One more week after today. Five more days. That's all.
Of course, then I have three more years to look forward to.
Did I ever mention that I hate school? Shocking, isn't it? I'm bored out of my mind, and I'm one of those people who can't stand being bored. I'm not just bored with school, either, I'm bored with my entire life. Nothing ever happens. Which is why nobody reads this blog except my Journalism teacher; I have nothing to say. I have nothing to say because I have nothing to do; I have nothing to do because nothing ever happens to me. All I can do on this dumb blog is ramble endlessly. I look forward to sleeping because my dreams are interesting. Pathetic much? The alternative is being awake, you see, which means math and kickboxing and chores, or maybe being dead, which sounds dumb and pointless and even more boring because even if I went to Heaven I'd be stuck doing the same thing for ALL ETERNITY (!!!), which is kinda what I'm doing now, only hopefully only for the next three years.

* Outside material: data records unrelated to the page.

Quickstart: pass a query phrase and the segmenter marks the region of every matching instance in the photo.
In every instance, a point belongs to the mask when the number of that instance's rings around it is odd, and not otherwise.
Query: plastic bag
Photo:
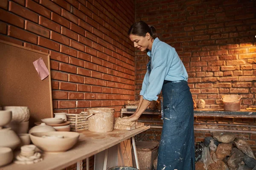
[[[209,165],[214,163],[214,162],[212,160],[211,156],[210,156],[209,148],[207,146],[204,146],[203,147],[203,151],[202,154],[201,161],[202,161],[204,164],[204,167],[206,169],[207,169]]]
[[[247,167],[246,165],[239,165],[239,167],[236,170],[252,170],[251,168],[250,168],[249,167]]]
[[[219,159],[224,159],[226,156],[230,155],[232,149],[232,144],[222,143],[218,146],[216,150],[216,156]]]
[[[227,160],[228,166],[233,168],[239,167],[239,164],[244,158],[244,153],[236,147],[233,147],[231,150],[231,156]]]
[[[209,146],[210,149],[213,151],[216,151],[216,150],[217,150],[217,146],[216,145],[216,144],[214,144],[214,140],[210,140],[210,141],[211,142]]]
[[[235,143],[239,150],[241,150],[242,152],[248,156],[255,159],[255,157],[253,155],[253,151],[250,146],[250,144],[246,141],[241,139],[238,138],[235,141]]]
[[[227,165],[222,161],[218,161],[209,165],[207,170],[230,170]]]
[[[202,157],[202,153],[203,153],[203,142],[200,142],[195,144],[195,162],[200,160]]]
[[[236,137],[235,134],[230,133],[211,131],[213,138],[220,142],[229,143],[233,141]]]
[[[196,170],[205,170],[204,167],[204,164],[201,161],[198,161],[195,163],[195,169]]]

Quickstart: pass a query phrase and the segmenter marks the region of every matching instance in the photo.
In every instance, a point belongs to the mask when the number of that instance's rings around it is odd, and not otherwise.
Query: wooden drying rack
[[[97,154],[99,154],[100,156],[100,155],[104,156],[103,159],[101,159],[99,156],[98,158],[100,159],[96,160],[98,161],[96,163],[97,167],[102,166],[103,167],[103,168],[97,170],[106,170],[107,167],[117,165],[116,164],[117,155],[113,154],[116,152],[113,152],[113,150],[111,150],[111,148],[114,149],[115,147],[116,148],[117,144],[120,142],[131,138],[135,157],[136,157],[134,136],[150,128],[149,126],[144,126],[131,130],[114,129],[113,131],[106,133],[92,132],[89,130],[81,131],[78,143],[69,150],[57,154],[44,153],[42,154],[44,159],[42,162],[29,165],[12,163],[0,167],[0,170],[57,170],[65,168],[77,162],[77,170],[81,170],[82,162],[81,160],[87,159],[87,161],[88,161],[89,157]],[[108,159],[109,149],[109,152],[112,154],[109,156]],[[117,152],[117,150],[116,151]],[[139,168],[137,160],[137,167]],[[88,162],[87,163],[87,170],[89,170]]]

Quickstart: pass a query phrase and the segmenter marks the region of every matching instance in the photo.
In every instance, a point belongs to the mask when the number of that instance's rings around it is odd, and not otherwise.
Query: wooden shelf
[[[150,128],[144,126],[131,130],[114,129],[106,133],[81,131],[78,143],[71,150],[61,153],[44,153],[43,161],[30,165],[12,163],[0,167],[2,170],[61,170],[77,162],[98,153]]]
[[[133,114],[136,109],[122,108],[121,115]],[[160,110],[155,109],[146,109],[143,114],[161,115]],[[224,111],[223,109],[196,109],[194,110],[194,116],[197,116],[209,117],[232,117],[239,118],[256,118],[256,111],[241,110],[239,111]]]

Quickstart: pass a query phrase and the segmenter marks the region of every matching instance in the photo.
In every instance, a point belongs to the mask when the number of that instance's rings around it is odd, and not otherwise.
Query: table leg
[[[89,170],[90,168],[90,164],[89,163],[89,158],[86,158],[86,170]]]
[[[140,169],[140,166],[139,165],[139,161],[138,160],[138,156],[137,155],[137,150],[136,150],[136,145],[135,144],[135,139],[134,136],[131,137],[132,140],[132,146],[134,148],[134,157],[135,158],[135,162],[136,162],[136,167],[137,169]]]
[[[83,160],[76,162],[76,170],[83,170]]]
[[[107,163],[108,163],[108,149],[106,150],[105,152],[105,158],[104,159],[104,165],[103,170],[107,170]]]

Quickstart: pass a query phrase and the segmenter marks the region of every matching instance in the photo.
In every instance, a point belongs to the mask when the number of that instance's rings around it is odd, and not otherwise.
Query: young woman
[[[154,27],[141,21],[128,34],[134,47],[147,51],[150,57],[138,108],[128,119],[137,120],[162,90],[163,124],[157,170],[195,170],[193,103],[186,68],[175,49],[156,37]]]

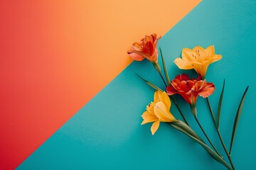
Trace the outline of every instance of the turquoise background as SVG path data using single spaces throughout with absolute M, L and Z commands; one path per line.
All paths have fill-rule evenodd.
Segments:
M 196 75 L 193 70 L 179 70 L 173 62 L 183 47 L 214 45 L 215 52 L 223 55 L 210 66 L 206 79 L 216 86 L 210 97 L 215 113 L 226 81 L 220 131 L 228 147 L 238 104 L 250 86 L 233 148 L 237 169 L 256 169 L 255 12 L 253 0 L 203 1 L 159 44 L 171 79 L 184 72 Z M 152 136 L 151 124 L 140 125 L 140 115 L 154 91 L 136 73 L 164 88 L 150 62 L 134 62 L 17 169 L 225 169 L 199 144 L 171 126 L 161 123 Z M 193 128 L 201 135 L 189 106 L 179 96 L 177 99 Z M 206 100 L 198 98 L 198 119 L 225 155 L 206 106 Z M 171 111 L 181 118 L 174 105 Z

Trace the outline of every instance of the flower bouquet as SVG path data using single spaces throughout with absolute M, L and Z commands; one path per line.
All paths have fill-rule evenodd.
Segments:
M 207 82 L 206 79 L 208 66 L 211 63 L 221 60 L 222 56 L 215 54 L 215 49 L 213 45 L 206 49 L 203 49 L 201 46 L 195 47 L 192 50 L 183 48 L 181 52 L 181 58 L 176 58 L 174 60 L 174 63 L 181 69 L 194 69 L 198 76 L 196 78 L 190 78 L 187 74 L 178 73 L 174 79 L 171 80 L 166 68 L 166 64 L 161 48 L 159 48 L 159 52 L 163 64 L 162 68 L 158 62 L 159 54 L 157 43 L 160 38 L 161 36 L 157 37 L 156 34 L 152 34 L 149 36 L 145 35 L 139 42 L 133 43 L 130 50 L 127 50 L 128 55 L 136 61 L 142 61 L 146 59 L 151 62 L 154 69 L 159 74 L 161 81 L 166 86 L 165 89 L 161 89 L 153 83 L 149 82 L 138 75 L 142 80 L 144 81 L 148 85 L 156 90 L 154 95 L 154 101 L 146 106 L 146 111 L 143 113 L 142 115 L 143 118 L 142 125 L 153 123 L 151 132 L 154 135 L 158 130 L 161 122 L 169 123 L 175 129 L 182 132 L 201 144 L 215 160 L 223 164 L 228 169 L 235 169 L 235 166 L 231 158 L 232 147 L 245 97 L 249 86 L 246 88 L 238 106 L 234 120 L 230 148 L 228 150 L 219 129 L 221 106 L 225 89 L 225 80 L 218 101 L 217 117 L 215 118 L 208 99 L 208 96 L 213 94 L 215 91 L 215 86 L 213 83 Z M 164 76 L 162 74 L 162 70 L 164 71 Z M 189 125 L 185 116 L 186 115 L 183 113 L 181 107 L 175 99 L 176 94 L 181 95 L 186 103 L 189 104 L 191 113 L 193 115 L 196 123 L 198 125 L 207 141 L 204 141 Z M 222 144 L 225 154 L 228 159 L 228 162 L 225 160 L 222 154 L 218 152 L 198 119 L 196 100 L 198 96 L 205 98 L 207 101 L 218 136 Z M 174 115 L 174 114 L 170 112 L 171 101 L 172 101 L 176 107 L 177 107 L 179 113 L 182 116 L 183 120 L 176 119 Z

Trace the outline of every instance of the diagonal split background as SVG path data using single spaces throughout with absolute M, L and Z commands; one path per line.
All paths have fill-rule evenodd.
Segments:
M 0 1 L 0 169 L 16 167 L 129 65 L 131 43 L 164 35 L 199 1 Z
M 223 80 L 226 80 L 220 130 L 228 146 L 237 107 L 244 89 L 250 86 L 232 154 L 238 169 L 255 169 L 253 106 L 256 92 L 252 78 L 255 62 L 255 10 L 254 1 L 203 1 L 159 42 L 171 77 L 181 73 L 173 61 L 185 47 L 214 45 L 216 53 L 223 55 L 220 62 L 210 65 L 207 80 L 216 86 L 210 98 L 215 113 Z M 185 72 L 193 74 L 193 72 Z M 200 146 L 167 125 L 161 124 L 154 136 L 151 135 L 150 125 L 139 125 L 139 115 L 152 100 L 154 91 L 135 73 L 164 87 L 150 63 L 132 63 L 18 169 L 225 169 Z M 206 101 L 199 98 L 197 106 L 198 118 L 214 142 L 218 143 L 217 147 L 221 148 L 215 137 Z M 188 106 L 183 110 L 189 113 Z M 175 107 L 171 112 L 180 118 Z M 192 115 L 187 116 L 197 129 Z

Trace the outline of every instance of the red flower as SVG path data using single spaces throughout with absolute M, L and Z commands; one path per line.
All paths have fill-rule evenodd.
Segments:
M 206 98 L 211 95 L 215 86 L 213 83 L 206 83 L 206 80 L 190 79 L 186 74 L 180 74 L 175 77 L 171 82 L 171 86 L 166 89 L 167 94 L 171 96 L 176 94 L 180 94 L 191 106 L 195 106 L 198 96 Z
M 161 36 L 156 37 L 156 34 L 151 34 L 150 36 L 145 35 L 139 43 L 133 43 L 127 53 L 136 61 L 142 61 L 146 58 L 151 62 L 157 62 L 158 50 L 156 46 Z

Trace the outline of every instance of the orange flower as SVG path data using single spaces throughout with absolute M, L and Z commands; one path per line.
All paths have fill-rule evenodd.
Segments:
M 196 72 L 205 78 L 207 69 L 210 64 L 221 59 L 220 55 L 215 55 L 213 45 L 203 49 L 200 46 L 193 50 L 184 48 L 182 50 L 182 59 L 176 58 L 174 63 L 181 69 L 193 69 Z
M 195 106 L 198 96 L 203 98 L 208 97 L 214 90 L 215 86 L 212 83 L 206 83 L 206 80 L 192 79 L 183 74 L 178 75 L 171 82 L 171 86 L 166 89 L 167 94 L 171 96 L 180 94 L 191 106 Z
M 159 128 L 160 122 L 174 122 L 176 120 L 170 113 L 171 101 L 168 95 L 164 91 L 157 91 L 154 95 L 154 101 L 146 106 L 142 117 L 144 119 L 142 125 L 154 122 L 151 131 L 152 135 Z
M 130 50 L 127 50 L 127 53 L 136 61 L 142 61 L 146 58 L 151 62 L 157 62 L 157 42 L 160 38 L 161 36 L 156 37 L 156 34 L 151 34 L 150 36 L 145 35 L 140 43 L 133 43 Z

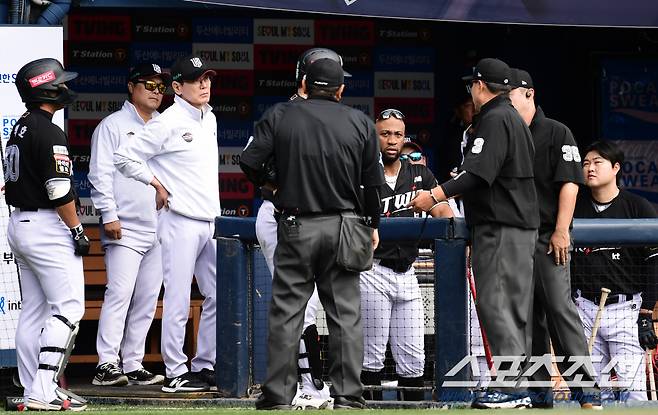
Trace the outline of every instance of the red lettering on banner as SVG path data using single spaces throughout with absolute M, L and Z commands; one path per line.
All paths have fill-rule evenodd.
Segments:
M 254 45 L 254 69 L 286 70 L 294 77 L 297 59 L 307 49 L 304 45 Z
M 43 85 L 54 80 L 55 80 L 55 72 L 48 71 L 28 79 L 28 82 L 30 83 L 30 86 L 32 88 L 36 88 L 39 85 Z
M 68 17 L 69 40 L 129 42 L 130 16 L 71 14 Z
M 244 173 L 222 173 L 219 175 L 220 199 L 250 199 L 254 197 L 254 184 Z
M 365 20 L 316 20 L 315 43 L 318 45 L 372 46 L 375 22 Z M 340 53 L 340 51 L 338 51 Z
M 212 82 L 212 94 L 222 96 L 252 96 L 254 94 L 253 71 L 221 71 Z
M 408 124 L 433 124 L 434 100 L 432 98 L 375 98 L 375 114 L 386 108 L 396 108 L 404 114 Z

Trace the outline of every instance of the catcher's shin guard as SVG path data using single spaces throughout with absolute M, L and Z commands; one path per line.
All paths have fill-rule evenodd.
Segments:
M 322 359 L 320 357 L 320 336 L 318 334 L 318 328 L 315 324 L 312 324 L 304 330 L 302 333 L 302 341 L 306 348 L 305 353 L 299 354 L 299 360 L 302 361 L 304 358 L 308 362 L 308 367 L 298 367 L 299 374 L 310 373 L 313 378 L 313 386 L 317 390 L 322 390 L 324 388 L 324 382 L 322 381 Z
M 381 386 L 382 385 L 382 372 L 370 372 L 367 370 L 361 371 L 361 383 L 363 385 Z M 381 401 L 382 391 L 380 390 L 364 390 L 363 399 L 368 401 Z
M 69 357 L 71 356 L 71 352 L 73 351 L 73 345 L 75 343 L 75 336 L 78 334 L 78 329 L 79 326 L 77 323 L 71 323 L 66 317 L 61 316 L 59 314 L 53 315 L 51 318 L 51 321 L 56 322 L 59 321 L 61 324 L 65 325 L 67 330 L 66 330 L 66 336 L 65 340 L 63 342 L 60 342 L 59 345 L 47 345 L 47 346 L 42 346 L 41 349 L 39 350 L 39 354 L 41 353 L 59 353 L 60 357 L 57 360 L 57 364 L 52 365 L 48 363 L 39 363 L 39 369 L 40 370 L 52 370 L 53 371 L 53 381 L 57 383 L 59 381 L 59 378 L 62 376 L 64 373 L 64 369 L 66 369 L 66 364 L 69 361 Z M 43 335 L 43 333 L 42 333 Z M 51 336 L 48 336 L 51 337 Z M 58 338 L 60 336 L 53 336 L 54 338 Z M 52 341 L 52 338 L 46 341 Z M 48 343 L 46 343 L 48 344 Z

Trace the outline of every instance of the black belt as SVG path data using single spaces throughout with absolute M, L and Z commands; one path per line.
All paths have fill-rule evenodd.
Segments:
M 605 299 L 605 305 L 619 304 L 619 303 L 623 303 L 625 301 L 631 301 L 633 299 L 634 295 L 635 294 L 630 294 L 630 293 L 620 293 L 620 294 L 608 295 L 608 298 Z M 591 296 L 591 295 L 585 295 L 583 293 L 580 293 L 580 296 L 590 300 L 591 302 L 593 302 L 596 305 L 598 305 L 599 302 L 601 302 L 601 297 L 598 296 L 598 295 Z
M 385 258 L 379 261 L 379 265 L 382 267 L 390 268 L 398 274 L 403 274 L 411 269 L 413 262 L 410 264 L 409 261 L 404 259 Z

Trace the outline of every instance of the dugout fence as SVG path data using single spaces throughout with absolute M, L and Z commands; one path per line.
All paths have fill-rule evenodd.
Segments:
M 225 396 L 246 397 L 265 378 L 271 276 L 257 245 L 255 218 L 219 217 L 215 229 L 218 389 Z M 575 220 L 573 237 L 576 247 L 658 246 L 658 220 Z M 469 400 L 481 385 L 474 381 L 474 366 L 465 364 L 456 373 L 454 370 L 472 355 L 480 336 L 479 330 L 471 327 L 468 228 L 458 218 L 383 218 L 380 238 L 422 241 L 416 276 L 425 312 L 426 399 Z M 328 334 L 322 312 L 318 331 L 321 338 Z M 389 381 L 385 390 L 395 389 L 395 371 L 389 360 L 384 369 L 384 379 Z M 480 377 L 486 376 L 480 373 Z M 560 387 L 556 379 L 556 388 Z

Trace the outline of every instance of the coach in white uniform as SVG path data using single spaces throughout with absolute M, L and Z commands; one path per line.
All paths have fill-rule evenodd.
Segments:
M 174 104 L 114 153 L 127 177 L 156 190 L 162 245 L 164 392 L 203 391 L 215 384 L 216 243 L 220 215 L 217 121 L 210 101 L 215 72 L 195 56 L 172 67 Z M 162 209 L 164 207 L 164 209 Z M 205 297 L 192 372 L 183 353 L 192 276 Z
M 128 76 L 130 99 L 107 116 L 91 138 L 91 199 L 101 212 L 107 289 L 98 321 L 98 367 L 94 385 L 161 383 L 144 369 L 144 346 L 162 286 L 162 258 L 156 237 L 155 190 L 119 173 L 114 152 L 134 138 L 156 111 L 171 83 L 156 64 L 134 67 Z M 119 351 L 121 366 L 119 368 Z

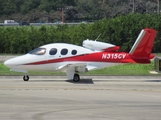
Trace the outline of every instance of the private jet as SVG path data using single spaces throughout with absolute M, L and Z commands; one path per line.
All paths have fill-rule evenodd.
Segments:
M 79 73 L 126 63 L 150 63 L 156 30 L 141 30 L 129 53 L 120 52 L 119 46 L 84 40 L 82 46 L 67 43 L 52 43 L 36 48 L 29 53 L 4 62 L 11 71 L 23 72 L 28 81 L 28 71 L 62 71 L 75 82 Z

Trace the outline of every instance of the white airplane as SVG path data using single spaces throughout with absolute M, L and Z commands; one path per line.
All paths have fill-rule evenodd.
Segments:
M 24 72 L 24 81 L 29 80 L 28 70 L 63 71 L 68 79 L 77 82 L 79 72 L 105 68 L 120 63 L 150 63 L 156 30 L 143 29 L 129 53 L 118 52 L 119 46 L 92 40 L 84 40 L 83 46 L 52 43 L 36 48 L 29 53 L 9 59 L 4 65 L 11 71 Z

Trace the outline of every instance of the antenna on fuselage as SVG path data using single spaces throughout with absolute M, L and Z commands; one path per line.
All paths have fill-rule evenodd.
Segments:
M 98 37 L 95 39 L 95 41 L 97 41 L 100 36 L 101 36 L 101 33 L 98 35 Z

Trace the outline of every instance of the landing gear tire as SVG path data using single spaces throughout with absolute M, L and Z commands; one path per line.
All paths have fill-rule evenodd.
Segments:
M 80 77 L 78 74 L 74 74 L 73 81 L 78 82 L 80 80 Z
M 28 75 L 24 75 L 24 76 L 23 76 L 23 80 L 24 80 L 24 81 L 29 81 L 29 76 L 28 76 Z

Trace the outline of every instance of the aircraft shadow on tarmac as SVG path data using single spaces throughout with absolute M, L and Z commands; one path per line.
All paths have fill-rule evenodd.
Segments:
M 66 82 L 70 82 L 73 84 L 94 84 L 92 79 L 80 79 L 78 82 L 74 82 L 73 80 L 66 80 Z
M 80 79 L 78 82 L 73 80 L 31 80 L 30 82 L 69 82 L 73 84 L 94 84 L 92 79 Z

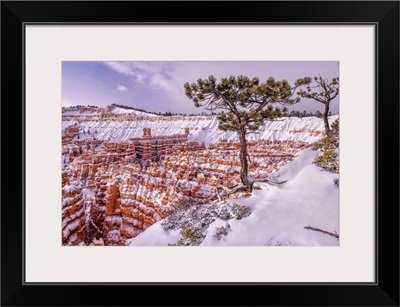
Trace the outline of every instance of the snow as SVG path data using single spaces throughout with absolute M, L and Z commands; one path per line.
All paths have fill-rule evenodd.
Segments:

I shouldn't be whining. Other peoples' lives suck a lot more than mine and here I am complaining because I'm bored.
It still sucks. Sorry.
I wish I could learn the things I want to learn, things that are interesting and actually useful. Literature is great and all, but the only reason I don't hate that class is because it's so easy for me and potentially entertaining when we're learning about something that my peers all hate (thus making it more likely that I already like whatever we're going over). I want to learn how to make things. I want to understand birds and flight and machinery so I can make myself some mechanical wings and fly so far away that no one will ever find me and make me do something boring ever again.